Thursday, August 18, 2011

Trash Talk

Back when I was visiting Victoria, I made a stop at the beach in front of the Ross Bay Cemetery. It's a nice beach, once you get past the ways in which it's been anthropogentically modified. The gravel that has been brought in to fill the coastline just doesn't quite look right to me. But something else I noticed not looking quite right was the amount of garbage I found on shore, and floating in the water. Walking only about 20m along the beach I managed to fill my arms with plastic, foil, and a rubber glove.
The photo is of the garbage found within the seaweed, sticks, and beached jellyfish. I was shocked at how much garbage I found in such a short amount of time and distance along the beach. I didn't intentionally go to the beach to pick up debris, but as I saw one piece after another, the little time I had turned into a bit of a cleanup. 

Part of me is a bit naive to think that no one intentionally litters these days, and this mess is of accidental deposit. The other part though knows that all of this could not be the outcome of accident, but rather negligence.

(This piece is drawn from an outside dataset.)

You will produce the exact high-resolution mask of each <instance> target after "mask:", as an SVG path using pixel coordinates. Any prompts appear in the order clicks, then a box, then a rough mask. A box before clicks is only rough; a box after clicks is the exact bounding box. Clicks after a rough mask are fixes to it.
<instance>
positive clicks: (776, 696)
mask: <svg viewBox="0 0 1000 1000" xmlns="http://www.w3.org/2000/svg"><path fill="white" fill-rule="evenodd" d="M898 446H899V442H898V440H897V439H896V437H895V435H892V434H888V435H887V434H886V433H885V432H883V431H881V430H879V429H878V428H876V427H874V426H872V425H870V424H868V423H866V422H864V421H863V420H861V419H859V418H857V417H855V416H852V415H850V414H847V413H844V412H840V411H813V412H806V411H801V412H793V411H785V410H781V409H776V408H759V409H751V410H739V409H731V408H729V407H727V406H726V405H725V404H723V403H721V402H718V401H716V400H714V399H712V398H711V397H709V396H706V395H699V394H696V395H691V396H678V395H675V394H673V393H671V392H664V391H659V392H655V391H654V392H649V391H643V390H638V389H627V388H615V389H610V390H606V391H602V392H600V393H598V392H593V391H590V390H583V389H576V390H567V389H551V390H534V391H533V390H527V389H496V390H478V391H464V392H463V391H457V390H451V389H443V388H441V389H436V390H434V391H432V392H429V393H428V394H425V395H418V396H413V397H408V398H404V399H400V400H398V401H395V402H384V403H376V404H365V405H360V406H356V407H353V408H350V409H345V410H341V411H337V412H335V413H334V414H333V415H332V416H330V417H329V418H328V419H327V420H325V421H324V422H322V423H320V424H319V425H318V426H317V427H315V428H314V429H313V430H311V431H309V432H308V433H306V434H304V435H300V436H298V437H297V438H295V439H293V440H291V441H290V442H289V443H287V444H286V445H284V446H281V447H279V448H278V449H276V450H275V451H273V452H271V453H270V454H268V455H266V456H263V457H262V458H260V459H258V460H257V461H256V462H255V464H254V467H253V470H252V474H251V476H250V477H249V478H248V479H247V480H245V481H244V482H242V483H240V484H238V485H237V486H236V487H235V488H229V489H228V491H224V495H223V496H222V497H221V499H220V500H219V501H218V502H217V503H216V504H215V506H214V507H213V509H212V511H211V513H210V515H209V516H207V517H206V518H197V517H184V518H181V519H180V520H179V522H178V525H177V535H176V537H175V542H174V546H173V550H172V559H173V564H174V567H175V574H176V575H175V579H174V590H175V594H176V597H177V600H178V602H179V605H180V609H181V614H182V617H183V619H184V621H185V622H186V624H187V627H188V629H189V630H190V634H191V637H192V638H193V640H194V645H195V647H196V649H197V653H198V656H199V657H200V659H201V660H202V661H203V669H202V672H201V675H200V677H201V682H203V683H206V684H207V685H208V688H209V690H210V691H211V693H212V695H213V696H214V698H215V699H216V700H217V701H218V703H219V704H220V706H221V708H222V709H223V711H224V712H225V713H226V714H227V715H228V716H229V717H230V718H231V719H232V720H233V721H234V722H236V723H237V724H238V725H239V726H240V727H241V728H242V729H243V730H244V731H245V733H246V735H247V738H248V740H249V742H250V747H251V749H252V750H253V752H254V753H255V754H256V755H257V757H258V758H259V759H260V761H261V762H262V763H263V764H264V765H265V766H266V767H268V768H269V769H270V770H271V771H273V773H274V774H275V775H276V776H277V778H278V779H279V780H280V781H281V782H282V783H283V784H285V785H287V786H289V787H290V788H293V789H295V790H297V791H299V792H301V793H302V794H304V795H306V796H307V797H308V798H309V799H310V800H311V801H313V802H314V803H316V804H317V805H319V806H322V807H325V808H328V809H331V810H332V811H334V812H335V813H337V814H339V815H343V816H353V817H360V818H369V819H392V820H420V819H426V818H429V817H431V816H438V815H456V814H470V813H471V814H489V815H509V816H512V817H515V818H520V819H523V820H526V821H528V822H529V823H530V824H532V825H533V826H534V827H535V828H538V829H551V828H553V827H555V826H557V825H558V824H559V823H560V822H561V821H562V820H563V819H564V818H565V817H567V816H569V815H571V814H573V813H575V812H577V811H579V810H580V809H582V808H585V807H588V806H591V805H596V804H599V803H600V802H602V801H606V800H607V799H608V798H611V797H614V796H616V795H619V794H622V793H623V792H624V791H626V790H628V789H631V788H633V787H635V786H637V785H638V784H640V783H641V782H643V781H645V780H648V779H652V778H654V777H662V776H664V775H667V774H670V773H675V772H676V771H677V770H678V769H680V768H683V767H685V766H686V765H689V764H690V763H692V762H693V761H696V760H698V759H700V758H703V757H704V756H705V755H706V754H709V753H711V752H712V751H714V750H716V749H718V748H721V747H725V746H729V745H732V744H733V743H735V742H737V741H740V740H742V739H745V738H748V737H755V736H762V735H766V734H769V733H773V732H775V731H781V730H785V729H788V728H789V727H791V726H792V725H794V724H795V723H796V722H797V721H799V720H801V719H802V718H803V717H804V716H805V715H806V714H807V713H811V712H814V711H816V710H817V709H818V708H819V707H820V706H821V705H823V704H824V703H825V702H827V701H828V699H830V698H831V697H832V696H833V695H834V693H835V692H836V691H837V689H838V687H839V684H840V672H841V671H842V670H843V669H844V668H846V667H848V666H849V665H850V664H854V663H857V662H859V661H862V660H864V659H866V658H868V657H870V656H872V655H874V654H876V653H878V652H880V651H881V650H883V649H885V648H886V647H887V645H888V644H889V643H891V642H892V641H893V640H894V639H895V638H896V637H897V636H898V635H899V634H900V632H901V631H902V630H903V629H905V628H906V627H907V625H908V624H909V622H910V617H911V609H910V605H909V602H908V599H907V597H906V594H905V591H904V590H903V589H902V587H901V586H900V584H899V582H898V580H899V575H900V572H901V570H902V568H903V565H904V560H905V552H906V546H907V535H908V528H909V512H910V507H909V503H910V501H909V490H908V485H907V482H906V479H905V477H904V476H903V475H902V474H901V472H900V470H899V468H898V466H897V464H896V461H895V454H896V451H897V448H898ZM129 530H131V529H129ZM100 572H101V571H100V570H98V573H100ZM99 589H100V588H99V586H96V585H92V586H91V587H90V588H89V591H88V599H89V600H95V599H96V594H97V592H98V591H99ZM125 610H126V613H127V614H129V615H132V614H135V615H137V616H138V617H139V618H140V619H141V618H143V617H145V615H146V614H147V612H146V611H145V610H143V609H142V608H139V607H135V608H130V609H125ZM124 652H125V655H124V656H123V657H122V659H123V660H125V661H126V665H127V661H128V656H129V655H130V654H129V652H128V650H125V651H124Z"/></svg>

I am one to pick up garbage if I come across it, and see it as our responsibility to do so. If  garbage is public property then we (you and me), as members of the public, are the owners of all the garbage stuck to the city streets, under the forest canopy, and floating in the ocean. Therefore we have a responsibility to pick up not only after ourselves but each other, because it all belongs to all of us, and we cannot be ignorant of that.

I encourage those who read this to adopt this way of thinking of garbage and to pick litter up when you come across it as if it were your own, because it is. 

My mum always used to tell me not to take shells from beaches, beacause if everyone took them, there wouldn't be any left for people to enjoy. If we apply this to litter, and everyone picked up one piece of garbage a day, would there be any left on the streets? In our parks? On our beaches?